Impudence saved him. He was in disgrace but at the same time admired. You could not help liking his nerve.
—
He was, in many ways, incomparable. I was a member of his flight and we flew together many times. In place of a hard plastic helmet, he wore an old leather one he had brought with him, probably from China days. His head, as a result, looked very small in the cockpit. Like rivulets feeding a stream the planes would join the main body as it moved towards the runway. The mission was forming. One of the ships seemed to have a mere child piloting it. Who was that? the colonels asked. “Colman.”
He also, for a time, carried binoculars. Someone had suggested they might be a help for distant sightings and he rounded up a pair. We were encumbered in the airplanes — heavy clothing, life vest, pistol, flares — and on top of all this and his knotted, white scarf, the binoculars hung. They were not very practical — their field was small and the sky they jerked across immense. He pretended they were useful. He was like Nelson holding a telescope up to his blind eye. In any situation, he was ready to engage. In this he was like Quixote, with whom he shared certain characteristics though he was not, like the knight, a deeply serious man.

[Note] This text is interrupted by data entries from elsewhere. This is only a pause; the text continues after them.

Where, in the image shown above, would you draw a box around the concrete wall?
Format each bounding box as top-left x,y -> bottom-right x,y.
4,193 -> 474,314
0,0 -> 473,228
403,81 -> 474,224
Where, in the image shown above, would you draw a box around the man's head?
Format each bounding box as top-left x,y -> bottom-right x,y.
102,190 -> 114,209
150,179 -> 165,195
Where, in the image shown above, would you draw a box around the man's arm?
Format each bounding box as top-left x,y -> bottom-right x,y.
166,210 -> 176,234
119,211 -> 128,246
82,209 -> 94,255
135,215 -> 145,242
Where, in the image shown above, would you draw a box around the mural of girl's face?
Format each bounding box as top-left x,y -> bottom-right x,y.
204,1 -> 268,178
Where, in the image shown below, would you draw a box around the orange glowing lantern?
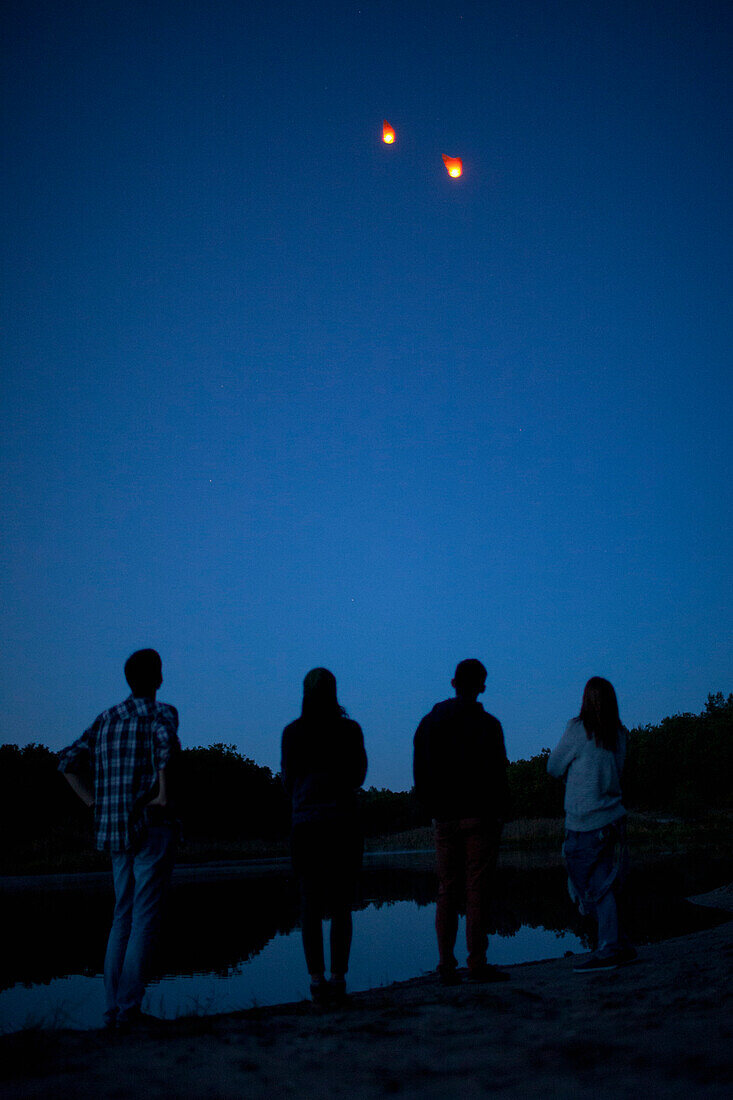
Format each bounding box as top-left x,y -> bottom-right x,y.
442,153 -> 463,179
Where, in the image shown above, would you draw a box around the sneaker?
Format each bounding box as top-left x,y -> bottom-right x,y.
438,966 -> 462,986
469,963 -> 510,981
572,955 -> 619,974
328,978 -> 347,1004
310,978 -> 330,1007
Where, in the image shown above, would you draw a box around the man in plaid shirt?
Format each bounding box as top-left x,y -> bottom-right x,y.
58,649 -> 180,1029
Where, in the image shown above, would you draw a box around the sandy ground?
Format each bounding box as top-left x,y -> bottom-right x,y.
0,886 -> 733,1100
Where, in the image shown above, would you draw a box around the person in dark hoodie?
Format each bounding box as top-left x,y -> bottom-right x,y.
414,659 -> 508,985
281,669 -> 367,1004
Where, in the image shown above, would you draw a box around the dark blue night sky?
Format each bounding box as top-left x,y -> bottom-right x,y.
0,0 -> 733,789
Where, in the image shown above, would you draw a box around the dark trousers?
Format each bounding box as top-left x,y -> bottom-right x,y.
291,821 -> 363,975
435,817 -> 502,969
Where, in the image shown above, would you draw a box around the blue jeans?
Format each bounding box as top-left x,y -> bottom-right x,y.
562,817 -> 626,957
105,825 -> 174,1023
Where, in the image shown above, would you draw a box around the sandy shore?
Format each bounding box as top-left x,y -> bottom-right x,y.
0,886 -> 733,1100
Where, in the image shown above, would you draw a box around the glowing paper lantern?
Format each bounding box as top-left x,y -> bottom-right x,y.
442,153 -> 463,179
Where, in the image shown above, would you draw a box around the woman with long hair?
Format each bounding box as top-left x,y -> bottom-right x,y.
547,677 -> 636,972
281,669 -> 367,1004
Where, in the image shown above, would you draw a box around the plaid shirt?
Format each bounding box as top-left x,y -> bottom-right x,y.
58,695 -> 180,851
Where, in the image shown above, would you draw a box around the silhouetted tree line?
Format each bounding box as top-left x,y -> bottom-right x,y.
0,692 -> 733,854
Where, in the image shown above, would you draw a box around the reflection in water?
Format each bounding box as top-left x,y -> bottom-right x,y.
0,858 -> 731,1031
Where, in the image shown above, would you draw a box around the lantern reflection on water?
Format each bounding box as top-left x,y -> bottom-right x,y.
442,153 -> 463,179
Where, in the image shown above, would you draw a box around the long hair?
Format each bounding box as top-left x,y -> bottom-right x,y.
300,669 -> 346,724
578,677 -> 621,752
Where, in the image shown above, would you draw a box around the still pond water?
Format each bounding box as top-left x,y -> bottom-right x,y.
0,854 -> 733,1032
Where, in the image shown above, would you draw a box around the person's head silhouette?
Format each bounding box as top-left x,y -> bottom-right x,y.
124,649 -> 163,699
450,657 -> 486,702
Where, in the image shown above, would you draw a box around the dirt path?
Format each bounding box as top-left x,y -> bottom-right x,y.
0,888 -> 733,1100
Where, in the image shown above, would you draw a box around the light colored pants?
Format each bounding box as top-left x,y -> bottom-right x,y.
105,825 -> 174,1023
564,818 -> 627,956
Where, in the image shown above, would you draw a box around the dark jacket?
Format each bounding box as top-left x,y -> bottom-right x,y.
414,696 -> 508,821
281,717 -> 367,825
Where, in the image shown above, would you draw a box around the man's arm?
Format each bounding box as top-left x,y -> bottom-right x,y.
58,718 -> 99,806
145,768 -> 168,806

In the air he was imperturbable and, rarer, magnanimous. We were in many fights together, often uneven fights, but his mere presence, he felt, made any odds equal. He was not methodical. He fought the way a man does who has a few drinks and sits down to play poker, the cards may be running right. Calm, congenial, he enjoys the game and if he finds himself over his head can still smile and say good night or, as a famous black champion once addressed reporters, having lost the bout of his life, “Gentlemen, I have had a most entertaining evening and I hope that you have, too.”
One day I watched him turn, in a huge tilting circle, with the leader of a flight of two MIGs. He had hit him earlier, but at long range, and was trying to finish him off. The wingman had disappeared. Into and out of an enormous sun that seemed to burn black in the sky, we flew. In crossing from side to side to stay in position I had moved slightly ahead and called to Colman that it was me passing in front of and beneath him — there had been cases of mistaken identity. “I’m between you and the MIG.”
“Go ahead,” he replied. “You take him.”
It was a lavish gesture, though no more than I expected of him. It would have been a victory we shared. I had already damaged a MIG a week or so earlier and seen they were not untouchable. I knew, with the confidence that assures it, I would have many, entirely my own. “No, you’ve got him,” I said.
I was looking behind. It seemed very leisurely. After a while I heard, “Do you still have him, Two?”
I looked to the front. Nothing.
“I seem to have lost him,” Colman remarked idly.
The sickening losses of more than forty years ago. The leaders have died of old age, the fights along the river in the dusk are forgotten. Still I see it clearly, the silvery fleck that is his plane, the string of smoke that trails from it as he fires, the serenity of it all, the burning fever. The invitation to join at the feast.
We traveled far together, sometimes to forbidden places, deeper and deeper into Manchuria, almost to Mukden, looking for them in the sanctuary, so high that the earth seemed neuter. It was a great, barren country, brown, without features. The Yalu was behind us, no longer even in sight. Farther and farther north. Every minute was ten miles. No one would know what had happened to us, no one would ever hear. My eye returned to the fuel gauge again and again. The needle never moved but then it would be lower. How much do you have? he asks. Nine hundred pounds, I reply. Two brief clicks of the mike; he understood. Finally, giving up, we turned.